Wednesday, May 11, 2005
Motivating Employees: What Do They Really Want?
Some years, ago, I retold an interesting workplace story as related in a book by Barbara Garson.
A clerk in a large insurance company happened to spot a glaring discrepancy in a form she was typing. In a certain store owner's policy, two figures had been transposed through a simple error. The result was the store was insured for $165 000 against vandalism but only for $5 000 against fire. The clerk's first instinct was to reach for the phone to inform her supervisor of the error, for the sake of the unfortunate store owner.
"But wait a minute," she then thought to herself. "I'm not supposed to read these forms. I'm just supposed to check one column against another...If they're gonna give me a robot's job to do, I'm gonna do it like a robot."
Revealing, isn't it? The president of a large industrial corporation summed up the problem well when he confessed in a radio interview: "Most companies assume you should check your brains every morning at the factory door."
What's also interesting is that in the end, the insurance clerk - against her better judgment, so to speak - did apparently inform her supervisor about the error. Garson believes this highlights one undeniable fact: "For most people, it's hard and uncomfortable to do a bad job."
That's undeniably true, but when people opt for putting their best foot forward in today's workplaces, they often find that not a few obstacles are thrown in their path. And when executives and managers set out to give their employees the self-respect they badly need and deserve and some feeling of job satisfaction, these do-gooders at the top sometimes find that the whole area is full of minefields. Further, when companies decide to reward their workers for exceptional performance, the impact is often far from what they intended.
So what's going wrong? David Sirota, co-author of The enthusiastic Employee: How Companies Profit By Giving Workers What They Want sheds a lot of light on the subject in a special interview with Knowledge@Wharton. According to Sirota, asking how to motivate employees is a silly question. The real question is: "How do you keep management from destroying motivation?"
He points out that people coming to a new job are quite enthusiastic, but morale, or enthusiasm, declines precipitously after five or six months. And in case you should interject that natural honeymoons always come to an end in any event, we find that in 10% of companies the honeymoon does indeed continue throughout a worker's career. So if organizations that are able to sustain enthusiasm do exist, why can't the rest follow suit?
The crux of the matter is, of course, that it's pretty hard to be wildly enthusiastic about a company that's not enthusiastic about you. Not even to mention if it couldn't care a darn about you.

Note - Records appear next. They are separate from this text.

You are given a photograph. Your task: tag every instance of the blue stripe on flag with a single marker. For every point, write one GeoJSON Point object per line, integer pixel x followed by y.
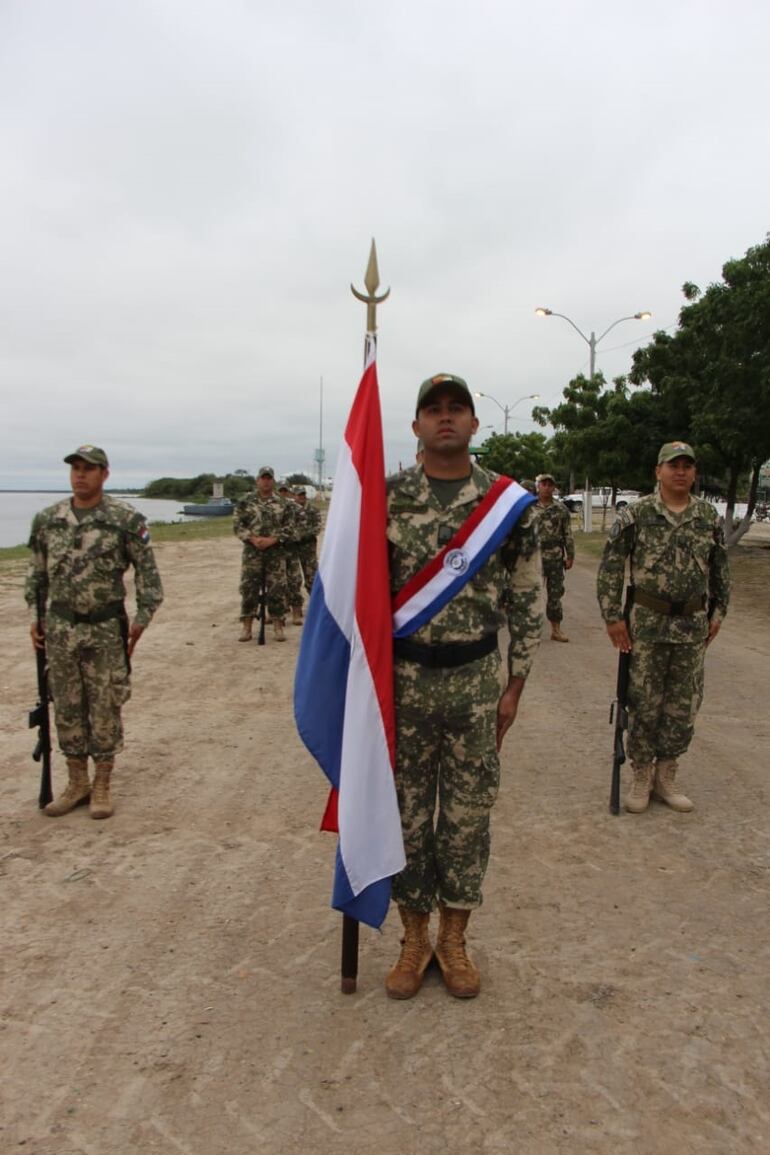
{"type": "Point", "coordinates": [320, 684]}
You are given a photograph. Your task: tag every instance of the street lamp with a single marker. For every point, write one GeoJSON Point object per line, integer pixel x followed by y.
{"type": "Point", "coordinates": [508, 409]}
{"type": "Point", "coordinates": [591, 342]}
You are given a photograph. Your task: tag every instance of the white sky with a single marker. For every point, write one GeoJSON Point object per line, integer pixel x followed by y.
{"type": "Point", "coordinates": [188, 187]}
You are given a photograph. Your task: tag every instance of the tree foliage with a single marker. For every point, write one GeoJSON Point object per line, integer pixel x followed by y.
{"type": "Point", "coordinates": [521, 455]}
{"type": "Point", "coordinates": [712, 375]}
{"type": "Point", "coordinates": [201, 487]}
{"type": "Point", "coordinates": [605, 434]}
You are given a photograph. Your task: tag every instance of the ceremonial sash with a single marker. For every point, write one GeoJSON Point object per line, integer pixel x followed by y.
{"type": "Point", "coordinates": [483, 531]}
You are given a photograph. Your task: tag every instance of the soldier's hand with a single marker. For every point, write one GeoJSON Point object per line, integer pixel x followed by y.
{"type": "Point", "coordinates": [134, 634]}
{"type": "Point", "coordinates": [619, 636]}
{"type": "Point", "coordinates": [508, 708]}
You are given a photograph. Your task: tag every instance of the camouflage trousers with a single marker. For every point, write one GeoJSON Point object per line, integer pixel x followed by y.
{"type": "Point", "coordinates": [89, 684]}
{"type": "Point", "coordinates": [665, 691]}
{"type": "Point", "coordinates": [293, 576]}
{"type": "Point", "coordinates": [275, 581]}
{"type": "Point", "coordinates": [308, 560]}
{"type": "Point", "coordinates": [446, 754]}
{"type": "Point", "coordinates": [553, 575]}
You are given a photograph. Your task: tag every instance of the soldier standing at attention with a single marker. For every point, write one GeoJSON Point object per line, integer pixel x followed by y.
{"type": "Point", "coordinates": [309, 527]}
{"type": "Point", "coordinates": [81, 549]}
{"type": "Point", "coordinates": [450, 713]}
{"type": "Point", "coordinates": [558, 549]}
{"type": "Point", "coordinates": [266, 524]}
{"type": "Point", "coordinates": [680, 587]}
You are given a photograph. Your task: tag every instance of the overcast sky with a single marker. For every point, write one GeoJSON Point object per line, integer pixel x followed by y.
{"type": "Point", "coordinates": [188, 187]}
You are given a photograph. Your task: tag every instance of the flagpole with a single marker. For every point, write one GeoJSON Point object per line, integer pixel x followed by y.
{"type": "Point", "coordinates": [349, 962]}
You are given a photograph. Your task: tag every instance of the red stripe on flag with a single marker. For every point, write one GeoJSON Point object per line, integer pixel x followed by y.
{"type": "Point", "coordinates": [373, 611]}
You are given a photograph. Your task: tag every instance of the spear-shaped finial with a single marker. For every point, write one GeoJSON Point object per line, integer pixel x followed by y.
{"type": "Point", "coordinates": [372, 282]}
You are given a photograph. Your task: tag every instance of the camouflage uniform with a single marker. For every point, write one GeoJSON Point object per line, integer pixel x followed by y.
{"type": "Point", "coordinates": [557, 546]}
{"type": "Point", "coordinates": [446, 717]}
{"type": "Point", "coordinates": [76, 567]}
{"type": "Point", "coordinates": [258, 516]}
{"type": "Point", "coordinates": [681, 558]}
{"type": "Point", "coordinates": [309, 527]}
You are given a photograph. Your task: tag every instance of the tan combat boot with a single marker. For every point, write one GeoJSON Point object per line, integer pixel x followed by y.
{"type": "Point", "coordinates": [101, 802]}
{"type": "Point", "coordinates": [75, 792]}
{"type": "Point", "coordinates": [663, 788]}
{"type": "Point", "coordinates": [405, 976]}
{"type": "Point", "coordinates": [460, 975]}
{"type": "Point", "coordinates": [637, 799]}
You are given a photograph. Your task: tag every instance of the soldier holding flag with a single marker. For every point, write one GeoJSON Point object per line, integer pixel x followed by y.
{"type": "Point", "coordinates": [464, 559]}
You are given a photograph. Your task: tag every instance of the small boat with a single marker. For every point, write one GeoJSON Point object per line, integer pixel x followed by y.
{"type": "Point", "coordinates": [215, 507]}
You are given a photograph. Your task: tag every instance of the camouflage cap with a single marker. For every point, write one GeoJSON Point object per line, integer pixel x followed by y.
{"type": "Point", "coordinates": [672, 449]}
{"type": "Point", "coordinates": [445, 381]}
{"type": "Point", "coordinates": [89, 453]}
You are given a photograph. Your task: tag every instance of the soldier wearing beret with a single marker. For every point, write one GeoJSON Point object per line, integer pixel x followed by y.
{"type": "Point", "coordinates": [81, 549]}
{"type": "Point", "coordinates": [558, 550]}
{"type": "Point", "coordinates": [451, 707]}
{"type": "Point", "coordinates": [266, 523]}
{"type": "Point", "coordinates": [673, 548]}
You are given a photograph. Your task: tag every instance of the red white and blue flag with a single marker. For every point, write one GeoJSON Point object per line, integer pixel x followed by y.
{"type": "Point", "coordinates": [343, 686]}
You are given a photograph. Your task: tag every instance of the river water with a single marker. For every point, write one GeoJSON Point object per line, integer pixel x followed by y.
{"type": "Point", "coordinates": [19, 507]}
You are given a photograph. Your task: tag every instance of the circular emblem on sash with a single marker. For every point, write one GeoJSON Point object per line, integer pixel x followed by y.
{"type": "Point", "coordinates": [456, 561]}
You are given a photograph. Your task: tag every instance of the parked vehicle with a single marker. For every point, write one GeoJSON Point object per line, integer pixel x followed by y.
{"type": "Point", "coordinates": [600, 498]}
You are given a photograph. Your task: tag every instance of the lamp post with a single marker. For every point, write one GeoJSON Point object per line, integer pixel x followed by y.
{"type": "Point", "coordinates": [591, 342]}
{"type": "Point", "coordinates": [507, 409]}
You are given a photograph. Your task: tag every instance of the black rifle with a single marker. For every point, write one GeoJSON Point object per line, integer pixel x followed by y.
{"type": "Point", "coordinates": [262, 612]}
{"type": "Point", "coordinates": [39, 717]}
{"type": "Point", "coordinates": [619, 714]}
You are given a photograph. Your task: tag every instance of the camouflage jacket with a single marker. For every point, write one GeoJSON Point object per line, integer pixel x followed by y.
{"type": "Point", "coordinates": [555, 530]}
{"type": "Point", "coordinates": [274, 516]}
{"type": "Point", "coordinates": [308, 520]}
{"type": "Point", "coordinates": [81, 564]}
{"type": "Point", "coordinates": [506, 589]}
{"type": "Point", "coordinates": [678, 559]}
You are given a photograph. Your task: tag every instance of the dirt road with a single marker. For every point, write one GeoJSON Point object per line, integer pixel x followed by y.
{"type": "Point", "coordinates": [171, 975]}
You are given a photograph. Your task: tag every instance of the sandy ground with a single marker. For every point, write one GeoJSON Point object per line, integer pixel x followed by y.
{"type": "Point", "coordinates": [171, 976]}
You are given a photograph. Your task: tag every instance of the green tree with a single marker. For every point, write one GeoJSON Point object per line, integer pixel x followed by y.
{"type": "Point", "coordinates": [605, 434]}
{"type": "Point", "coordinates": [521, 455]}
{"type": "Point", "coordinates": [712, 377]}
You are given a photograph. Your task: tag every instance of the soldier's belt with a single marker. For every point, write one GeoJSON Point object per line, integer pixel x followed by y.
{"type": "Point", "coordinates": [112, 610]}
{"type": "Point", "coordinates": [446, 656]}
{"type": "Point", "coordinates": [665, 605]}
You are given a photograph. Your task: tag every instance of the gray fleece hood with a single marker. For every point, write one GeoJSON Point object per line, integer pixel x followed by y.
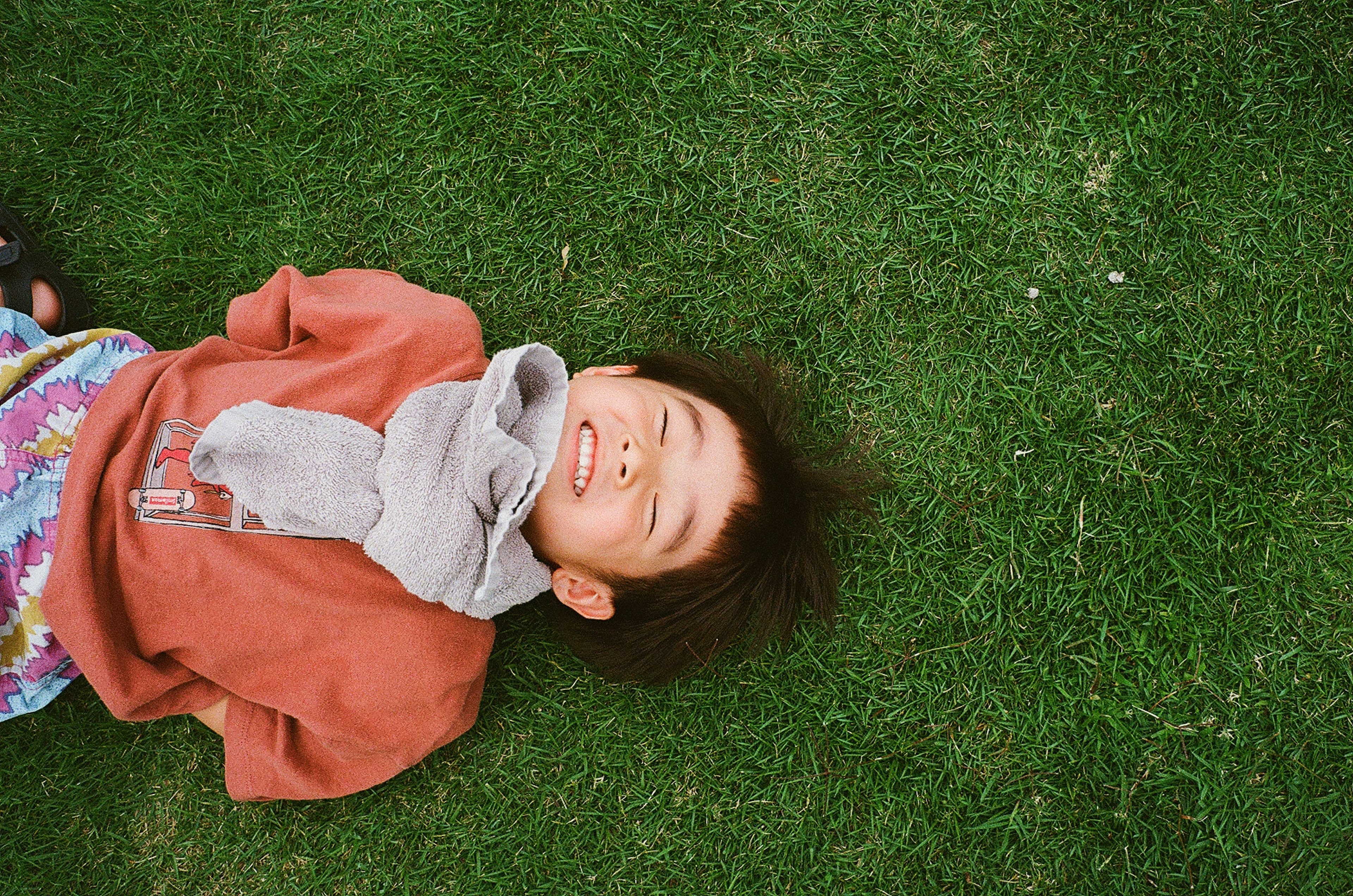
{"type": "Point", "coordinates": [439, 501]}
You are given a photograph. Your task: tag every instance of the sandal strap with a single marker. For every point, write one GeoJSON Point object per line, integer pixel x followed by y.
{"type": "Point", "coordinates": [17, 273]}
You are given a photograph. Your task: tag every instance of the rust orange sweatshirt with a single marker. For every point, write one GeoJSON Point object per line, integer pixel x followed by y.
{"type": "Point", "coordinates": [169, 595]}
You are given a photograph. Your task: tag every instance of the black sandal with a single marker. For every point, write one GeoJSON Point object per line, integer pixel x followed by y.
{"type": "Point", "coordinates": [22, 262]}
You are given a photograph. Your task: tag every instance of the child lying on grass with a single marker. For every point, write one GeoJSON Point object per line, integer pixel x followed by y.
{"type": "Point", "coordinates": [670, 512]}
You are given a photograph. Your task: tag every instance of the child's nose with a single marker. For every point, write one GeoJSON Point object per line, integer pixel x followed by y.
{"type": "Point", "coordinates": [634, 462]}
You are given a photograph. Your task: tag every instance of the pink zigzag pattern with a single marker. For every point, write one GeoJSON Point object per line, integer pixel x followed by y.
{"type": "Point", "coordinates": [27, 416]}
{"type": "Point", "coordinates": [30, 551]}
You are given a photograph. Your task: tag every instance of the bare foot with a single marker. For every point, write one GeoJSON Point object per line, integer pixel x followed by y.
{"type": "Point", "coordinates": [47, 302]}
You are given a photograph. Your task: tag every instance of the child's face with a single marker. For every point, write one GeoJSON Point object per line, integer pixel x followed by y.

Sirota is quick to counter his colleagues in the human resources industry who claim that direct financial remuneration is not in itself all that relevant nowadays. Baloney!" is Sirota's response..."If I feel underpaid and if I feel that the company is nickeling and diming me, or wants to pay as little as possible, there is not much else an organization can do to boost my morale."
But having said that, he stresses that there's another side to the equity, or sense of being treated fairly, that every employee seeks. Simply put, workers wanted to be treated respectfully, not as children or criminals.
Admittedly, a very small part of every workforce - Sirota estimates about 5% is "allergic" to work. Then you have a very small minority who not only shirk but actually make trouble. "But the bulk of the problem is not hostility. It's that people have become indifferent." But in any event, asks Sirota, who to employers have to generalize from the troublemakers to the rest of the workforce? "The mistake we make is that we feel we have to be consistent, that we have to make the same rules for everybody, so companies are consistent in treating everybody as a child or criminal."
And that, he emphasizes, is very, very destructive.
On a higher level, but not all that much, is the style of management Sirota calls "transactional", where workers are like ciphers. The attitude at the top is: "We paid you, now we are even. We don't owe you anything." The highest and most desirable level is the "partnership organization where the "because I paid you, we are now even" doesn't enter into the picture. "It's more like a relationship between mature adults -- not children or enemies, but allies. "
And what more could any employee - or any employer - wish for?